Inzwischen war der dicke Pirat noch näher gekommen und wurde langsam wütend, weil Lea immer noch nicht Platz gemacht hatte und zurück ging. Doch plötzlich, ehe er sich versah und dreimal zwinkern konnte, sprang Lea auf ihn zu, fasste sein Hemd, setzte die Füße nacheinander auf Fuß, Knie, Hüfte, Bauch, Brust, Schulter – an der Nase wäre sie fast abgerutscht- und lies sich am Rücken des Piraten an dessem Haar herunter und war auf der anderen Seite, während der dicke Pirat noch ganz verdutzt und verwundert guckte. Zuerst wollte er ganz wütend werden.
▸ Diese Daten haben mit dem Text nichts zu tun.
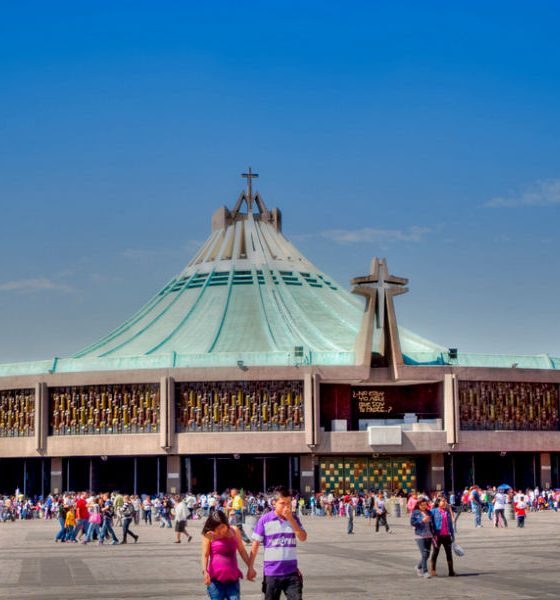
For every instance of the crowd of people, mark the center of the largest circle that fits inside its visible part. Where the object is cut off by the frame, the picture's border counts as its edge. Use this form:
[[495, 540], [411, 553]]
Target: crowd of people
[[85, 517]]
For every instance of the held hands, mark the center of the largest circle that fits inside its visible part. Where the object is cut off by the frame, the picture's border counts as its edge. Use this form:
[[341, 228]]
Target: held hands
[[287, 514]]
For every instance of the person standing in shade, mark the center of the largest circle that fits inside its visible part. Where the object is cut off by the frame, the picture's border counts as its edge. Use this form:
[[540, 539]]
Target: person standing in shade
[[380, 510], [476, 505], [236, 507], [422, 521], [220, 544], [182, 512], [278, 531], [500, 501], [107, 514], [349, 511], [443, 534], [127, 516]]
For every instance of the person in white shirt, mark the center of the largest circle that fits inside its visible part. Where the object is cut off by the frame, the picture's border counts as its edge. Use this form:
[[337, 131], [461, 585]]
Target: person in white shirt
[[500, 501], [182, 512]]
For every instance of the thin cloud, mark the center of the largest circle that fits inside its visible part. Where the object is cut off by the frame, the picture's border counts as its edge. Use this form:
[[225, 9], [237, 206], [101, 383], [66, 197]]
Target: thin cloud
[[371, 235], [37, 284], [542, 193]]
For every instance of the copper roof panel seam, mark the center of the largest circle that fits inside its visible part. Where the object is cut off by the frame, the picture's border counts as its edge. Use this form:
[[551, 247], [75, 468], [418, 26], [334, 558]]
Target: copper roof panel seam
[[224, 313], [145, 309], [205, 249], [184, 319], [151, 326], [308, 326]]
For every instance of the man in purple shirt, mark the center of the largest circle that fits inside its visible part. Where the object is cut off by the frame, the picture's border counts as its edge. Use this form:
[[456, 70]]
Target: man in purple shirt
[[278, 531]]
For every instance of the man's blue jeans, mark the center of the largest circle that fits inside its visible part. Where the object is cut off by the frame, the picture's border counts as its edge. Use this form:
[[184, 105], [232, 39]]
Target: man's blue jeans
[[477, 516], [62, 533], [107, 528], [224, 591]]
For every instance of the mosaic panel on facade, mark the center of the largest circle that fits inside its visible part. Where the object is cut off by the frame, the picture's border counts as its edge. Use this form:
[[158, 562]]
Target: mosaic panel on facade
[[240, 406], [17, 413], [491, 405], [104, 409], [345, 474]]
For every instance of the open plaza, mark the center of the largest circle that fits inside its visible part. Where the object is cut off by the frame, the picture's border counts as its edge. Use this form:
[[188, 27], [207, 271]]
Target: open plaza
[[512, 563]]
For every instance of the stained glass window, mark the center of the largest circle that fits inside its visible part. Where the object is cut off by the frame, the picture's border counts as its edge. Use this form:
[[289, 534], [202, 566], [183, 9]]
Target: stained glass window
[[240, 406], [82, 410]]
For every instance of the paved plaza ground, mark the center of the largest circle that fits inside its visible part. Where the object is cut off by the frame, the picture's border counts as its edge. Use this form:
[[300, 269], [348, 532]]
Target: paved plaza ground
[[512, 564]]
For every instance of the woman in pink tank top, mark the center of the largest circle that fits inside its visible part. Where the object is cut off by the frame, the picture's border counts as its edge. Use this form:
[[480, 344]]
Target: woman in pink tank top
[[220, 544]]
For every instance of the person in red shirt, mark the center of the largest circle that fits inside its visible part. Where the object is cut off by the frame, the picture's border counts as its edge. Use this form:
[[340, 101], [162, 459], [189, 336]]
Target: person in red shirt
[[82, 515]]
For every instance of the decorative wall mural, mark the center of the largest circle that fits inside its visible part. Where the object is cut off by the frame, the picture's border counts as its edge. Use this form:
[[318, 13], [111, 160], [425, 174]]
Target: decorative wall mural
[[130, 408], [240, 406], [17, 413], [491, 405], [360, 473]]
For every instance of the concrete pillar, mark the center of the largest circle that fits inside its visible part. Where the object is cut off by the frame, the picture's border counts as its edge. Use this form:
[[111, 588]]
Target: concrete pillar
[[173, 474], [56, 475], [450, 409], [41, 424], [188, 473], [546, 470], [437, 472], [306, 473], [167, 413], [308, 410]]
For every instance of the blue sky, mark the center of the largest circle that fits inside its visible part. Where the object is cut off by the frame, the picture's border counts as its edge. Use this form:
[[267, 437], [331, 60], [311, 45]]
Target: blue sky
[[427, 133]]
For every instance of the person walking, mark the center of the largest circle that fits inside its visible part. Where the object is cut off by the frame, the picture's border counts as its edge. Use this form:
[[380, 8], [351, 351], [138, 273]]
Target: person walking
[[500, 501], [61, 517], [443, 534], [349, 511], [476, 505], [107, 514], [182, 512], [422, 521], [94, 521], [220, 544], [147, 505], [380, 509], [278, 531], [127, 513], [235, 508]]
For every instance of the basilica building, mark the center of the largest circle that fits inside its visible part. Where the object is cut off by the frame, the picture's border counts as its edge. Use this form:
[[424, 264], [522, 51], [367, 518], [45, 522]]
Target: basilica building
[[253, 368]]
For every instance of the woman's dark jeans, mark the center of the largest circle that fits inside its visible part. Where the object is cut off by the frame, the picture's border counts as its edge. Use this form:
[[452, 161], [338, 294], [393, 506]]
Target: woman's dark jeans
[[424, 545]]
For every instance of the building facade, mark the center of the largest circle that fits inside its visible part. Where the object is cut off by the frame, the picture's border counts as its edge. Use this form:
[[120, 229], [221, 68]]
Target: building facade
[[252, 368]]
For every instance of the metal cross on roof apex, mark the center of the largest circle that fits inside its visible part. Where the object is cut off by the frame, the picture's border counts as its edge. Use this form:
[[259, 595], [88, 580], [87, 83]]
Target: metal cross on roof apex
[[382, 285], [249, 176]]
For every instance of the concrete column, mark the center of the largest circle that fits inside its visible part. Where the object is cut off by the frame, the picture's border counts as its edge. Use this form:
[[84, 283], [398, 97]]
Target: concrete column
[[56, 475], [173, 474], [308, 413], [41, 424], [437, 472], [188, 473], [306, 473], [450, 412], [167, 413], [163, 420], [546, 470]]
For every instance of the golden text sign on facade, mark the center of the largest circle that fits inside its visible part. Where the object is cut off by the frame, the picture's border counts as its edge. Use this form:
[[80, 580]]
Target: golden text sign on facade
[[371, 401]]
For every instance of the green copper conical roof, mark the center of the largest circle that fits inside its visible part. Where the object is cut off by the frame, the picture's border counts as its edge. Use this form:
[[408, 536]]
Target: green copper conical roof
[[247, 290], [249, 297]]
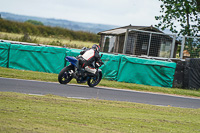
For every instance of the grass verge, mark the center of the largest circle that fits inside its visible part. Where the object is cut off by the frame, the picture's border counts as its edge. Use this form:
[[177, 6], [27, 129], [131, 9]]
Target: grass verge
[[28, 113], [30, 75], [56, 41]]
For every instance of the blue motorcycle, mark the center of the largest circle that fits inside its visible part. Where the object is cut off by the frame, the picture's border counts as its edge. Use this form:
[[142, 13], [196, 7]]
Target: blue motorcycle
[[74, 70]]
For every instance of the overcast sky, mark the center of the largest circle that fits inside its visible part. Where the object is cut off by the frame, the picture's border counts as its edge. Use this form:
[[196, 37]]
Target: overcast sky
[[114, 12]]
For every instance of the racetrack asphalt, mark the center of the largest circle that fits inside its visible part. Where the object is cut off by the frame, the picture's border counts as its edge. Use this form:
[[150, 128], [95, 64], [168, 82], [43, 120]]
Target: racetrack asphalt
[[85, 92]]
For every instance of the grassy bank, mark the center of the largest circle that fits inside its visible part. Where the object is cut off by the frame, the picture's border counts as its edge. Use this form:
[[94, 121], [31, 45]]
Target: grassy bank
[[56, 41], [27, 113], [30, 75]]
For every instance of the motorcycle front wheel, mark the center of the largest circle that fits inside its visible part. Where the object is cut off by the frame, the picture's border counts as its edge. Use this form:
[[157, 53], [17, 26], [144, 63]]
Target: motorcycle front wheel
[[93, 81], [64, 76]]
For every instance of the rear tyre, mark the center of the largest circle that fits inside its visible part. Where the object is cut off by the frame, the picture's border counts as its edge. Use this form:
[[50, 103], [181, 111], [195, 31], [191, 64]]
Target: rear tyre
[[93, 81], [64, 76]]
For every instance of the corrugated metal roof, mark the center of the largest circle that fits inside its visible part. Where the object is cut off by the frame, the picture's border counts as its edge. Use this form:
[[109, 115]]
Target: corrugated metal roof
[[122, 30]]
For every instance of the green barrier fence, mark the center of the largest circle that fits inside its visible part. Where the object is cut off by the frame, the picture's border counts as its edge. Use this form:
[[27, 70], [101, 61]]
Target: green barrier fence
[[147, 72], [37, 58], [117, 67], [4, 54]]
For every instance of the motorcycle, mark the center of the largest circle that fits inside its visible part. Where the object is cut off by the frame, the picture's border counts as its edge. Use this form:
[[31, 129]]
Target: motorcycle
[[74, 70]]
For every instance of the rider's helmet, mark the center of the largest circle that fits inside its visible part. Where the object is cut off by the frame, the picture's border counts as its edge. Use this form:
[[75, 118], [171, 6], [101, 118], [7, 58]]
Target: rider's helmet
[[96, 47]]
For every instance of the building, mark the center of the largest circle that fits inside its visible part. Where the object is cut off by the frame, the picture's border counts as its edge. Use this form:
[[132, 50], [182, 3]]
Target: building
[[138, 40]]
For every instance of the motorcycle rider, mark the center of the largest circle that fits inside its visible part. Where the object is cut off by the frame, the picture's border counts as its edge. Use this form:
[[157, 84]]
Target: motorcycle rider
[[89, 57]]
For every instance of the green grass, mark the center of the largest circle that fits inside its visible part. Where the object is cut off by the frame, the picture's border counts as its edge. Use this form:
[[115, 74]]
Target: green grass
[[56, 41], [30, 75], [28, 113]]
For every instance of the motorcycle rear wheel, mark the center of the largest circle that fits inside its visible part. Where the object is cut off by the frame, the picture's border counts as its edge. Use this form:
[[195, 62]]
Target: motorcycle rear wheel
[[64, 76], [93, 81]]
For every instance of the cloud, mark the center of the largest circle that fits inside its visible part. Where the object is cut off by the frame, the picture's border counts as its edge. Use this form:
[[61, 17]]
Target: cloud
[[115, 12]]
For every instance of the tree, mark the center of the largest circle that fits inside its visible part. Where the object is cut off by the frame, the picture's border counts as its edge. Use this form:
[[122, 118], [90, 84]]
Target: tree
[[34, 22], [180, 16]]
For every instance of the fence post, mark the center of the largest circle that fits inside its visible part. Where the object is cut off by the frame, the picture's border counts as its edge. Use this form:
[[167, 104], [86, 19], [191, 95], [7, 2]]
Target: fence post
[[125, 41], [182, 47], [149, 44], [173, 45]]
Er holte schon tief Luft als ihm plötzlich auffiel, dass es gar nicht weh getan hat und hier oben in den Bäumen die Füße der Kinder auch nicht so schmutzig waren. Zudem hatten die Piratenkinder nie Schuhe an. Außerdem wäre Lea viel schneller gewesen als der dicke Pirat.  Daher atmete er wieder aus, schüttelte den Kopf und sagte gar nichts. Andere Piratenkinder hatten Lea gesehen und bald kletterten die meisten von ihnen einfach über die dicken Piraten hinweg, wenn sie ihnen entgegen kamen. Aber bei der Nase mussten sie immer aufpassen, besonders wenn der dicke Pirat nur eine kleine runde Knubbelnase hatte.